DMI.OR.ID, JAKARTA – Persoalan yang dihadapi remaja Muslim asal Texas, Amerika Serikat (AS), Ahmed Mohammed (14 tahun), menunjukkan masih kuatnya Islamophobia dan tindakan diskriminatif di negeri yang selama ini mengklaim dirinya paling demokratis dan menjunjung tinggi Hak Asasi Manusia (HAM) itu.
Ketua Bidang Ilmu Pengetahuan dan Teknologi (IPTEK) Pimpinan Pusat (PP) Perhimpunan Remaja Masjid (PRIMA) Dewan Masjid Indonesia (DMI), Khairul Ardhian, menyatakan hal itu dalam rilisnya kepada DMI.OR.ID, Jum’at (18/9) siang.
“Persoalan Ahmed Mohammed merupakan contoh kecil dari Islamophobia yang banyak terjadi di AS. Meskipun Amerika mengklaim dirinya sebagai negara yang paling demokratis dan menjunjung tinggi HAM (Human Rights), namun faktanya diskriminasi terhadap ummat Islam sering terjadi di sana,” tutur Khairul pada Jum’at (18/9).
Menurutnya, remaja AS keturunan Sudan yang mampu membuat jam digital ini termasuk salah satu remaja muslim yang inspiratif, kreatif dan inovatif sehingga perlu dicontoh oleh remaja Muslim Indonesia. “Sudah seharusnya remaja muslim Indonesia mulai mencintai IPTEK seperti Ahmed di AS. Meskipun ia mendapat stigma sebagai teroris, namun tetap saja berkarya,” ucapnya.
PP PRIMA DMI, ungkapnya, ikut bangga terhadap Ahmed Mohammed.
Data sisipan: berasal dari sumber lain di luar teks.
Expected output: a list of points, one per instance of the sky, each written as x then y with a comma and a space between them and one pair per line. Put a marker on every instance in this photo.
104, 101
Meskipun ia masih muda, tetapi sudah produktif dalam berkarya. Kami juga mengapresiasi sikap Presiden AS, Barrack Husein Obama, yang merespon baik Ahmed dengan mengundangnya ke White house.
“Saya punya ekspektasi dan mimpi besar bahwa di masa depan nanti, kader-kader muda Muslim Indonesia bisa seperti Ahmed Mohammed dan bisa menjadikan masjid sebagai pusat kajian ilmu pengetahuan dan sains. Hal itu juga menjadi tanggung jawab kami kader muslim muda di PRIMA DMI,” harapnya.